Arka tarafta küçük bir servis duruyordu, kapısı aralanmıştı. Duyduğum ses buradan gelmiş olmalıydı. Kapının önünde duran iki silahlı adamdan birisi, Marquez'in içeride hazırlık yaptığını konuşuyordu. Polisi içeri soktukları anda işinin bitik olacağından bahsediyordu. Beni fark etmemişlerdi. John, elinde paslı bir silahla çıkan adamı yeteneği ile birlikte duvara toslamayı başarmıştı, lakin yaptığı şeyin ağırlığını fark ediyor olmalıydı. Bir şeyleri fark etmek için bu kadar acele etmemesi gerekiyordu. Evin içinden bir ses, pencerelerden birini açmıştı. Polis geldiğini bağırıyordu, siren sesleri olduğunu söylüyordu lakin siren olmadığından emindim. Amatörce yapılan bir blöftü, lakin bu blöf ne için yapılıyordu anlamış değildim. John panik haline girmişti, belki de tam bunun içindi.

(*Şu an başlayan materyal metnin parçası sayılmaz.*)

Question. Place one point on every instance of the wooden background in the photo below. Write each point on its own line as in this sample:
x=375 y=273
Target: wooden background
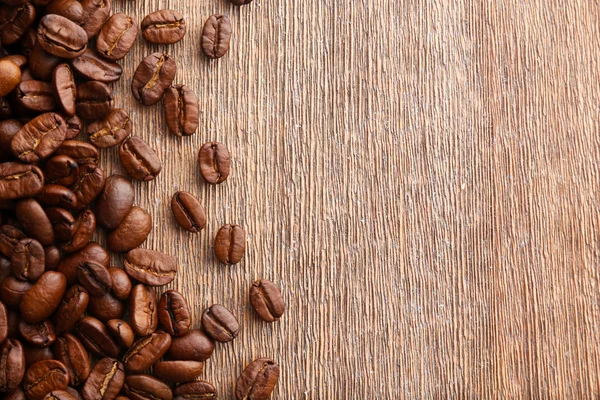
x=419 y=177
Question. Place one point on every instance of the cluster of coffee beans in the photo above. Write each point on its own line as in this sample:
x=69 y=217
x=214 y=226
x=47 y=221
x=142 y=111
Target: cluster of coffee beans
x=71 y=325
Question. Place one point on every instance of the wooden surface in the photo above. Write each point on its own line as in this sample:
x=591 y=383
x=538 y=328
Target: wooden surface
x=420 y=178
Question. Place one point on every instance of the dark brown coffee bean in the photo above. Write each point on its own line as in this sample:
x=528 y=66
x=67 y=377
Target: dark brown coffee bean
x=220 y=324
x=163 y=27
x=43 y=298
x=150 y=267
x=39 y=138
x=12 y=365
x=230 y=244
x=105 y=381
x=28 y=260
x=72 y=307
x=214 y=161
x=216 y=36
x=152 y=77
x=43 y=377
x=146 y=351
x=111 y=131
x=258 y=380
x=61 y=37
x=146 y=387
x=143 y=310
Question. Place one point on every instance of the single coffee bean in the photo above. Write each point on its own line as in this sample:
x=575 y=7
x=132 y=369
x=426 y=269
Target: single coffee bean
x=214 y=161
x=146 y=351
x=111 y=131
x=143 y=310
x=266 y=299
x=71 y=308
x=258 y=380
x=188 y=212
x=116 y=37
x=43 y=377
x=181 y=110
x=152 y=77
x=216 y=36
x=132 y=231
x=105 y=381
x=150 y=267
x=39 y=138
x=230 y=244
x=43 y=298
x=178 y=371
x=28 y=260
x=163 y=27
x=174 y=314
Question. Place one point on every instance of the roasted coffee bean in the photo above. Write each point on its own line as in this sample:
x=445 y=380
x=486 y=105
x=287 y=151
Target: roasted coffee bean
x=92 y=67
x=72 y=306
x=143 y=310
x=258 y=380
x=216 y=35
x=220 y=324
x=163 y=27
x=39 y=138
x=146 y=351
x=70 y=351
x=12 y=365
x=150 y=267
x=28 y=260
x=116 y=37
x=61 y=37
x=266 y=299
x=174 y=314
x=188 y=212
x=146 y=387
x=43 y=298
x=43 y=377
x=152 y=77
x=198 y=390
x=181 y=110
x=65 y=91
x=95 y=337
x=111 y=131
x=230 y=244
x=105 y=381
x=140 y=161
x=94 y=100
x=178 y=371
x=214 y=161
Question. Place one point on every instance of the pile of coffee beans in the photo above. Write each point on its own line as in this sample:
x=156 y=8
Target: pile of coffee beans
x=72 y=326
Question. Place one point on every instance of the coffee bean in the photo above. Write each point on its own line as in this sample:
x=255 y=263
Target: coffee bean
x=181 y=110
x=61 y=37
x=152 y=77
x=258 y=380
x=188 y=212
x=105 y=380
x=70 y=351
x=214 y=161
x=111 y=131
x=146 y=351
x=131 y=232
x=116 y=37
x=150 y=267
x=220 y=324
x=143 y=310
x=216 y=35
x=230 y=244
x=266 y=299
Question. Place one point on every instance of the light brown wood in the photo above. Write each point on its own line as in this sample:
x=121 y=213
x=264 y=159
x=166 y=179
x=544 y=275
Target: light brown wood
x=419 y=177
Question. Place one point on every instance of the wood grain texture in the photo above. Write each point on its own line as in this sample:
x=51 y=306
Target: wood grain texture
x=419 y=177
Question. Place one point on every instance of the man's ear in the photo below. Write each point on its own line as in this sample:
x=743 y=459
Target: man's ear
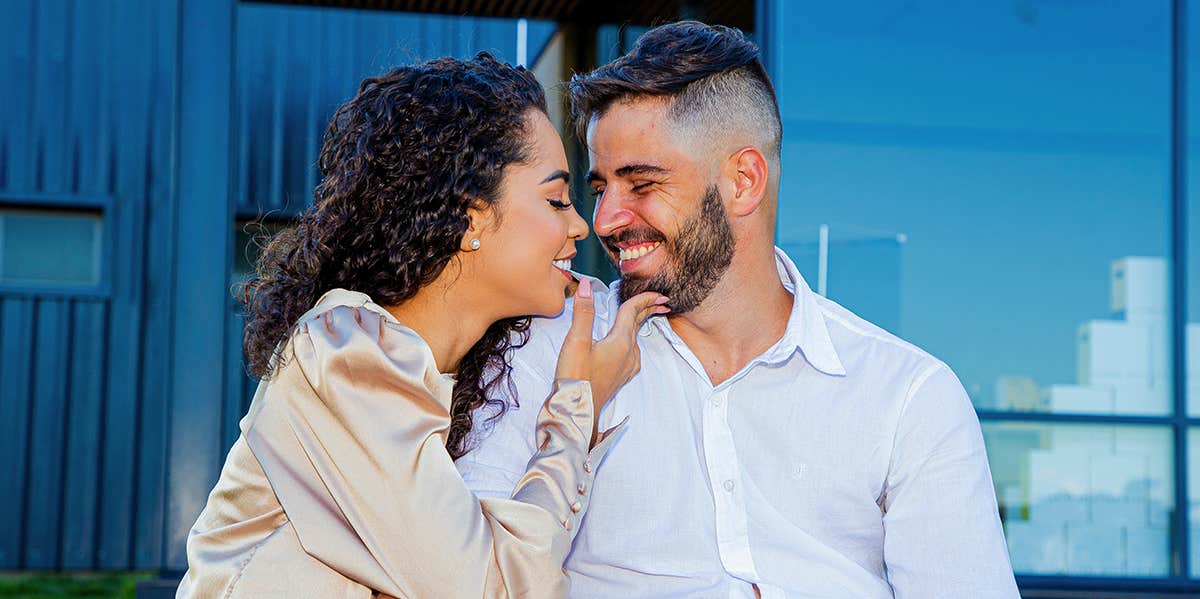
x=748 y=169
x=481 y=217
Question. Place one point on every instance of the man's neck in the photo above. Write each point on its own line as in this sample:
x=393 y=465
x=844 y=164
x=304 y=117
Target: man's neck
x=743 y=316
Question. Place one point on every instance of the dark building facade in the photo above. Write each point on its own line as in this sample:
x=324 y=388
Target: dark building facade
x=1007 y=185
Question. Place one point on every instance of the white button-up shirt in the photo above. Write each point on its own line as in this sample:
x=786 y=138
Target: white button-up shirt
x=843 y=462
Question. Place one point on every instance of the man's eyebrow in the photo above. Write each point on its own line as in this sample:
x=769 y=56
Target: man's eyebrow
x=630 y=169
x=641 y=169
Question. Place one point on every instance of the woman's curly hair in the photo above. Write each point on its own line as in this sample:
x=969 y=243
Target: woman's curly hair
x=400 y=166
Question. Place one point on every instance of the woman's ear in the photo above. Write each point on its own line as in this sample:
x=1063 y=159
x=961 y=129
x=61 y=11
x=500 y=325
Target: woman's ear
x=480 y=216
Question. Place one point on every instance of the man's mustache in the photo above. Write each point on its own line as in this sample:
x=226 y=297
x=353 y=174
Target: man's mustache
x=631 y=237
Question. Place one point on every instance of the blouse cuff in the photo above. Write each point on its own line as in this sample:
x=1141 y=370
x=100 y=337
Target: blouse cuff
x=559 y=474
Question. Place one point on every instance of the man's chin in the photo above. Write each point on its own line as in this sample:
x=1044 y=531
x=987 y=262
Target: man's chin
x=633 y=285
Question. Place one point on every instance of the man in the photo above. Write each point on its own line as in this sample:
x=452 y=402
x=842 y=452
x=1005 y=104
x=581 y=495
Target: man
x=778 y=445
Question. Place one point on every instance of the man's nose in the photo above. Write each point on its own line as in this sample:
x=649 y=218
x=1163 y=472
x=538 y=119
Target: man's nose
x=610 y=215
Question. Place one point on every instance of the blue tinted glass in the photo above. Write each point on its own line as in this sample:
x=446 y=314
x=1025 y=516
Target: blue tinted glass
x=1084 y=499
x=994 y=180
x=49 y=247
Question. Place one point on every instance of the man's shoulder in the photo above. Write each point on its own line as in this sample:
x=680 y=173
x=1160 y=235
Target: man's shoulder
x=871 y=348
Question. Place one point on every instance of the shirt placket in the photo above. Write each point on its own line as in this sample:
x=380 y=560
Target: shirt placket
x=725 y=479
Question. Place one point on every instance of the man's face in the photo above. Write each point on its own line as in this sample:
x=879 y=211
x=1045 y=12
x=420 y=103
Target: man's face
x=659 y=213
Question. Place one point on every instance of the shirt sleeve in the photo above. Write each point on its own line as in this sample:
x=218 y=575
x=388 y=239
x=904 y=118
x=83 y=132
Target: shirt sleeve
x=942 y=529
x=497 y=462
x=353 y=444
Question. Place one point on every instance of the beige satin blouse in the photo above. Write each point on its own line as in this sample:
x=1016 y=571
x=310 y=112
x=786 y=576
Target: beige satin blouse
x=340 y=484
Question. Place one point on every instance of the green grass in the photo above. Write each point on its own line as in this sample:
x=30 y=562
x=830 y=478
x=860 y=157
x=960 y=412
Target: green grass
x=54 y=586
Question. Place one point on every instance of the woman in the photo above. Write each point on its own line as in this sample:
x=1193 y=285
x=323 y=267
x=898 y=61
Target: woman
x=379 y=327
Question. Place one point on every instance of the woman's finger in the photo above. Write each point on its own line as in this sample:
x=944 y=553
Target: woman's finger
x=583 y=316
x=635 y=310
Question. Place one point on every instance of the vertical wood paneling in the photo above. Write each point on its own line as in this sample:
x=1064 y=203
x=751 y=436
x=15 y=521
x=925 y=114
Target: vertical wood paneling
x=160 y=235
x=47 y=442
x=21 y=31
x=17 y=342
x=84 y=439
x=88 y=413
x=325 y=53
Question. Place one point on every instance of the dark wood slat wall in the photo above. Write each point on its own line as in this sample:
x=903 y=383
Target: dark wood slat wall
x=89 y=417
x=79 y=378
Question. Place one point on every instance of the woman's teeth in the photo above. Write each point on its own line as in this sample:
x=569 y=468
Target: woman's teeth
x=637 y=252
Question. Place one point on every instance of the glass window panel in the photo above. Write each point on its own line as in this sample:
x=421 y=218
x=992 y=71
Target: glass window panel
x=1084 y=499
x=994 y=186
x=45 y=247
x=1192 y=241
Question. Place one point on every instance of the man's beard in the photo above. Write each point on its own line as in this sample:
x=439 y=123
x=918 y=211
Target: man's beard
x=697 y=257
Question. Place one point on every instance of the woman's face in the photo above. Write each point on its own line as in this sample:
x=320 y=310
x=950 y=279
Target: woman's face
x=527 y=240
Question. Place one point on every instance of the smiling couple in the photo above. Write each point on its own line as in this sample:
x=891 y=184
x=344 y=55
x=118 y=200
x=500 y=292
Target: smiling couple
x=706 y=426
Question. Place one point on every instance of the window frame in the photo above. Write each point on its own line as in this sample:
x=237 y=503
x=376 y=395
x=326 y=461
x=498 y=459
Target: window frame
x=67 y=203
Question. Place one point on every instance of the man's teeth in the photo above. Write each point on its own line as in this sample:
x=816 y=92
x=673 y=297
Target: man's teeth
x=637 y=252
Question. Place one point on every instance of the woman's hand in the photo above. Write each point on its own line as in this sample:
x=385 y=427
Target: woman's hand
x=610 y=363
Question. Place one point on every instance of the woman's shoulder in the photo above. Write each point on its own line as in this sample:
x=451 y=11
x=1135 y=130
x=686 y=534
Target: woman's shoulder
x=348 y=327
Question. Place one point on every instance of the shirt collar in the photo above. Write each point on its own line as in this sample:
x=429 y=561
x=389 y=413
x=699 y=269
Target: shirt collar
x=807 y=330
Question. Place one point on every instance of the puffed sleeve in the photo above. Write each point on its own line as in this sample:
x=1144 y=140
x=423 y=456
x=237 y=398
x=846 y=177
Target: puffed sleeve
x=352 y=436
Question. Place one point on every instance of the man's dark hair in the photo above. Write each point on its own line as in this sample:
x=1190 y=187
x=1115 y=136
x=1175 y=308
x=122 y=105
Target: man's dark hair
x=711 y=75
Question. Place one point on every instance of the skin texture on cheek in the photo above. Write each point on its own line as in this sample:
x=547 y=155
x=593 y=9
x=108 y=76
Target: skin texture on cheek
x=699 y=257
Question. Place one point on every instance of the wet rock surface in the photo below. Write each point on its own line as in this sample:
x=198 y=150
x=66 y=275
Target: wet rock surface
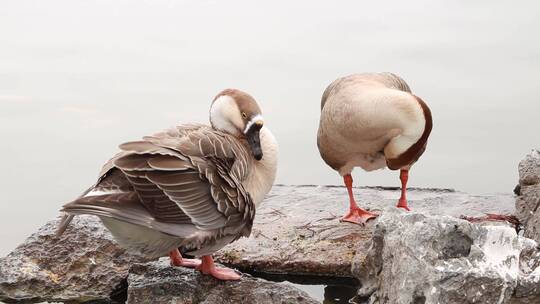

Arka kapıdaki adamlardan birisi, sıkıştıracaklarını söylüyor, Tony'nin hazır olmasını istiyorlardı. John'u gördüklerinden emin gibiydim, lakin Tony içeride mi, içeride kimler var emin değildim. Çatının kiremitini söküp, hızlı bir şekilde ikiye kırdım. Ellerimi hafifçe geriye doğru çektikten sonra, gücümün %3lük bir kısmını kullanarak silahlı adamların kafalarına fırlattım. Direkt olarak kafataslarına saplayarak onları etkisiz hale getirmeyi ve ardından John'un yanına dönmeyi planlıyorum. John'un yanına döndükten sonra, onun arkasında veya önünde değil, yanında bir ilerleme yapacağım. Bir şeylere acele etmesini veya panik halinde karar almasını istemiyorum.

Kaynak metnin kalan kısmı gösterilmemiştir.